Pepmatch

The Pepmatch tool is an efficient, deterministic algorithm for scanning a set of peptides against a large database of proteins for sequence identity at or below a specified number of mismatches.

Parameter selection

Pepmatch Parameters

  • Maximum number of mismatches

    • When scanning for hits in the protein database, Pepmatch will return those that have this number of mismatches or less.

  • Proteome

    • The database of proteins to search against. All included proteomes were obtained from Uniprot/Swiss-Prot.

      • Available proteomes include:

        • human

        • mouse

        • cow

        • dog

        • horse

        • pig

        • rabbit

        • rat

  • Include all matches or the best match per peptide

    • Best match per peptide: Returns only one match per query peptide.

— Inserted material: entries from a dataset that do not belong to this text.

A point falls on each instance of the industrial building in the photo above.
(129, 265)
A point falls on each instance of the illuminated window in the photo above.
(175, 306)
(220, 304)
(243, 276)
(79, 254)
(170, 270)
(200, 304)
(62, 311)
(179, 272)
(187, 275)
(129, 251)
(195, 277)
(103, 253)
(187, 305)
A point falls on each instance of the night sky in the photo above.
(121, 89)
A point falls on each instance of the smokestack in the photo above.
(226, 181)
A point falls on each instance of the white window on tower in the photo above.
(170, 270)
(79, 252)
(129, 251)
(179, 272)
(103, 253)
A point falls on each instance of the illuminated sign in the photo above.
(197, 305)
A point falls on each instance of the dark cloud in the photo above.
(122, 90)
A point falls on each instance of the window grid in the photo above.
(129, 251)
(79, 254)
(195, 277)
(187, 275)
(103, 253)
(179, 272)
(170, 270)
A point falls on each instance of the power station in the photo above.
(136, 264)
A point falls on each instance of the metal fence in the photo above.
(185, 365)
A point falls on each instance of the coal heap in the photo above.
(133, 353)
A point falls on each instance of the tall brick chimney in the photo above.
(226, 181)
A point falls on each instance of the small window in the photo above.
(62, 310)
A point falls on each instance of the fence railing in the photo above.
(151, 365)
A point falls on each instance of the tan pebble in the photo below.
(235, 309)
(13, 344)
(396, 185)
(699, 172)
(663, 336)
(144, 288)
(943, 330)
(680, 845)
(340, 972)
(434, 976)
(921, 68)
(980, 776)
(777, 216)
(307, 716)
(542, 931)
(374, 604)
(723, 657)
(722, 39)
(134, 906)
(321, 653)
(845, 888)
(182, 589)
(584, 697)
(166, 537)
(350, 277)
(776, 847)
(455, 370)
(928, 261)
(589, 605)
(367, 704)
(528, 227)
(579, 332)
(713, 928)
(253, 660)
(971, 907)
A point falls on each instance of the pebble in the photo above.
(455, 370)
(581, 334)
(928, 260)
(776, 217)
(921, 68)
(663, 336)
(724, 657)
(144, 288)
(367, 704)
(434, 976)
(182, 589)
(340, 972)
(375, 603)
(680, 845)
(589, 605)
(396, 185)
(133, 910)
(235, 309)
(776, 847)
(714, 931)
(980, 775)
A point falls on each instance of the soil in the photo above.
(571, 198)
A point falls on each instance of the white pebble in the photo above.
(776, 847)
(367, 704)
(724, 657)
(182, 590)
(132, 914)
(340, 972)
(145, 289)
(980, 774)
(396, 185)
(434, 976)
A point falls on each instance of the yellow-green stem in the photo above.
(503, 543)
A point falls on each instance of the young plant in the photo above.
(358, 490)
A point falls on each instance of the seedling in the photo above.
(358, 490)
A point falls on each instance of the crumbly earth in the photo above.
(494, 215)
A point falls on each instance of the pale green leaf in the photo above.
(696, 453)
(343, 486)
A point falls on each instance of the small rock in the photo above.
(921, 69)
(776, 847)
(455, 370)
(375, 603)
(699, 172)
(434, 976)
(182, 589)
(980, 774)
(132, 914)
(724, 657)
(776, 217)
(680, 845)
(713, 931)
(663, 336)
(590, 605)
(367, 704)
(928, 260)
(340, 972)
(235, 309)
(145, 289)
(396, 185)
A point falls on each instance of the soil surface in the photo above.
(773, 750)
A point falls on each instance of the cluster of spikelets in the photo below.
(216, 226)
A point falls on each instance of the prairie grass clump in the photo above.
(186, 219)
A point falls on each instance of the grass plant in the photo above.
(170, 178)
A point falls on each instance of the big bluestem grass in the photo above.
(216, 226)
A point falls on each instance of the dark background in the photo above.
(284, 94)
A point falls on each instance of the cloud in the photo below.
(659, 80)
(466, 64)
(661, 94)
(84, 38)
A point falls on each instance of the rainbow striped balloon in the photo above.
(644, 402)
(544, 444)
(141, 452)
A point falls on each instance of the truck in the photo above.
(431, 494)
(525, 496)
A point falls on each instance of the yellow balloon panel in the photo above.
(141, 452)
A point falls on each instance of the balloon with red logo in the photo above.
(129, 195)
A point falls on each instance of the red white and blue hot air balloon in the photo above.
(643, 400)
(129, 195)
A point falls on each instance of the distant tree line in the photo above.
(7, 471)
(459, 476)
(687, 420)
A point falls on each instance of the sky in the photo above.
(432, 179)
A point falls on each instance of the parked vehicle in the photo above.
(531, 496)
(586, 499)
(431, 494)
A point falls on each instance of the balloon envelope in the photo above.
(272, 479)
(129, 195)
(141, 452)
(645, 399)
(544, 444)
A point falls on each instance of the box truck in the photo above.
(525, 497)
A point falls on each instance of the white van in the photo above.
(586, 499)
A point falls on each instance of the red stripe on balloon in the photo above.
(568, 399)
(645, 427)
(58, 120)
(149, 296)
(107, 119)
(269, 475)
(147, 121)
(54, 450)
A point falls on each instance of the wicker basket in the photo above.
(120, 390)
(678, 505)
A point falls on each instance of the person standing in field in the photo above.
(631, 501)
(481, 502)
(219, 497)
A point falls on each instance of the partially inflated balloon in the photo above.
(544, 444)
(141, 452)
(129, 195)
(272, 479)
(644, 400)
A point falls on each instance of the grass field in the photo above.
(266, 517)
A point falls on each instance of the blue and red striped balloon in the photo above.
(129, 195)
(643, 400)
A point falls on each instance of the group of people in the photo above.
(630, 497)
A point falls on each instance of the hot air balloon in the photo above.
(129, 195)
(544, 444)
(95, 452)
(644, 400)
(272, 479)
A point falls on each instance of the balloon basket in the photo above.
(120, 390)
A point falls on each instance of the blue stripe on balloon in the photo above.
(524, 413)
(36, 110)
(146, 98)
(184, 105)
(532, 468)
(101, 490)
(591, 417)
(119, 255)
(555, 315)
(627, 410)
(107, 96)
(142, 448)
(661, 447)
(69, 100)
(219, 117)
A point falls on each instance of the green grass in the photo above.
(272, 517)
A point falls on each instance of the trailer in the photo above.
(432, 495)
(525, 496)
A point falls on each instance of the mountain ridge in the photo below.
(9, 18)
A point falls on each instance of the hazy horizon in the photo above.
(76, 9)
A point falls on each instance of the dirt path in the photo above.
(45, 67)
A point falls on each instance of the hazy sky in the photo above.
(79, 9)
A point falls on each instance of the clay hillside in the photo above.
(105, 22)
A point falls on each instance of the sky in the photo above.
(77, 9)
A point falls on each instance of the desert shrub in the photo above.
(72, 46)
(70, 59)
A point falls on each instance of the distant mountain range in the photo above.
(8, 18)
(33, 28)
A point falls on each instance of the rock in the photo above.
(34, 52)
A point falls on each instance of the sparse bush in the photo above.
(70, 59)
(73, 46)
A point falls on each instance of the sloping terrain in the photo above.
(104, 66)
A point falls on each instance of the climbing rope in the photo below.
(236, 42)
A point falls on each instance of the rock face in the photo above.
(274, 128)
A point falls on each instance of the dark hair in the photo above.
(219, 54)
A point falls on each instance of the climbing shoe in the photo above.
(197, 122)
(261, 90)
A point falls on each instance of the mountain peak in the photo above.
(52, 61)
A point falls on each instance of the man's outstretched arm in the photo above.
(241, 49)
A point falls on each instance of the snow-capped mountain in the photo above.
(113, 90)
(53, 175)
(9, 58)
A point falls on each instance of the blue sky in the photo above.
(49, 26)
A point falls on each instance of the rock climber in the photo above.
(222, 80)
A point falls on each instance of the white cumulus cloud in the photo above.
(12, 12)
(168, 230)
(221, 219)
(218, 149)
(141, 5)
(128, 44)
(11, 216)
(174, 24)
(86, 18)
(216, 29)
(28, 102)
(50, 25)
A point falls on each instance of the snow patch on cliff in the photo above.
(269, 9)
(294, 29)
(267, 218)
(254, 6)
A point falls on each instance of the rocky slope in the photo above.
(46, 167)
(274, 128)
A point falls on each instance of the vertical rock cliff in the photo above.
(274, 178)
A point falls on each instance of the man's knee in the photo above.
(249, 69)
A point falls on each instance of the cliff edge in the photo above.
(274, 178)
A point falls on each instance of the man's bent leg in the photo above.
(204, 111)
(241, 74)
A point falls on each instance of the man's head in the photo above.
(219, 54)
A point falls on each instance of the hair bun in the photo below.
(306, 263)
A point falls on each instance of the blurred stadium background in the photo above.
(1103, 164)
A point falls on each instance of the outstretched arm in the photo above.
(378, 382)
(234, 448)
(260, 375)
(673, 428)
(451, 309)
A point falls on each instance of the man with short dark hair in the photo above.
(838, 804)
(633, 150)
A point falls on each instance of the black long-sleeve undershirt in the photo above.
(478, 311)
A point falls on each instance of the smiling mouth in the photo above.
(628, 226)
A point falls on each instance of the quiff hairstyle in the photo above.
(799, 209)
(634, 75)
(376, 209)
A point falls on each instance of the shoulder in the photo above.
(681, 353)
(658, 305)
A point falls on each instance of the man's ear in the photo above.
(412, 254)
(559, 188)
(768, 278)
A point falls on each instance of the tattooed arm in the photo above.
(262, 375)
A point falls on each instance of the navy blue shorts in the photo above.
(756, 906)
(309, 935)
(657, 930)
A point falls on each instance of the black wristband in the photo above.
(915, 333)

    • All matches: Returns all matches at or below the mismatch threshold for the query peptide.

Results

The pepmatch output will look similar to the table below:

Pepmatch Result Table

A row will be returned for every input peptide, regardless of whether a match was found. Peptides that do not match anything in the selected database will have mostly empty fields, except for ‘NA’ in the ‘Mismatches’ fields.

Some of the columns in the table include:

  • Input Sequence

    • Input peptide (query) sequence

  • Matched Sequence

    • Matched peptide sequence from the proteome database.

  • Gene

    • The gene name associated with the peptide hit.

  • Protein ID

    • The Uniprot/Swissprot accession associated with the peptide hit.

  • Protein Name

    • The name of the protein corresponds to the UniProt accession.

  • Mismatches

    • The number of mismatches between the query and matched peptides

  • Mutated Positions

    • Indexes of the positions that differ between the query and matched peptides.

Note

Although Pepmatch is an efficient algorithm, the current implementation on the NG Tools site is suboptimal and can take excessive time. This will be addressed in the next release.